Surrogate pairs in new flexible string representation [was Re: flaming vs accuracy [was Re: Performance of int/long in Python 3]]

Fri Mar 29 02:11:37 EDT 2013

On Thu, Mar 28, 2013 at 8:37 PM, Steven D'Aprano
<steve+comp.lang.python at pearwood.info> wrote:
>>> I also wonder why the implementation bothers keeping a UTF-8
>>> representation. That sounds like premature optimization to me. Surely
>>> you only need it when writing to a file with UTF-8 encoding? For most
>>> strings, that will never happen.
>>
>> ... the UTF-8 version. It'll keep it if it has it, and not else. A lot
>> of content will go out in the same encoding it came in in, so it makes
>> sense to hang onto it where possible.
>
> Not to me. That almost doubles the size of the string, on the off-chance
> that you'll need the UTF-8 encoding. Which for many uses, you don't, and
> even if you do, it seems like premature optimization to keep it around
> just in case.

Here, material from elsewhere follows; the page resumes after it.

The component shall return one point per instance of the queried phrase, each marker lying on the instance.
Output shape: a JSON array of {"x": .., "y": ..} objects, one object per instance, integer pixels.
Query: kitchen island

Encoding to UTF-8 will be fast for small N, and for large
> N, why carry around (potentially) multiple megabytes of duplicated data
> just in case the encoded version is needed some time?

>From the PEP:

"""
A new function PyUnicode_AsUTF8 is provided to access the UTF-8
representation. It is thus identical to the existing
_PyUnicode_AsString, which is removed. The function will compute the
utf8 representation when first called. Since this representation will
consume memory until the string object is released, applications
should use the existing PyUnicode_AsUTF8String where possible (which
generates a new string object every time). APIs that implicitly
converts a string to a char* (such as the ParseTuple functions) will
use PyUnicode_AsUTF8 to compute a conversion.
"""

So the utf8 representation is not populated when the string is
created, but when a utf8 representation is requested, and only when
requested by the API that returns a char*, not by the API that returns
a bytes object.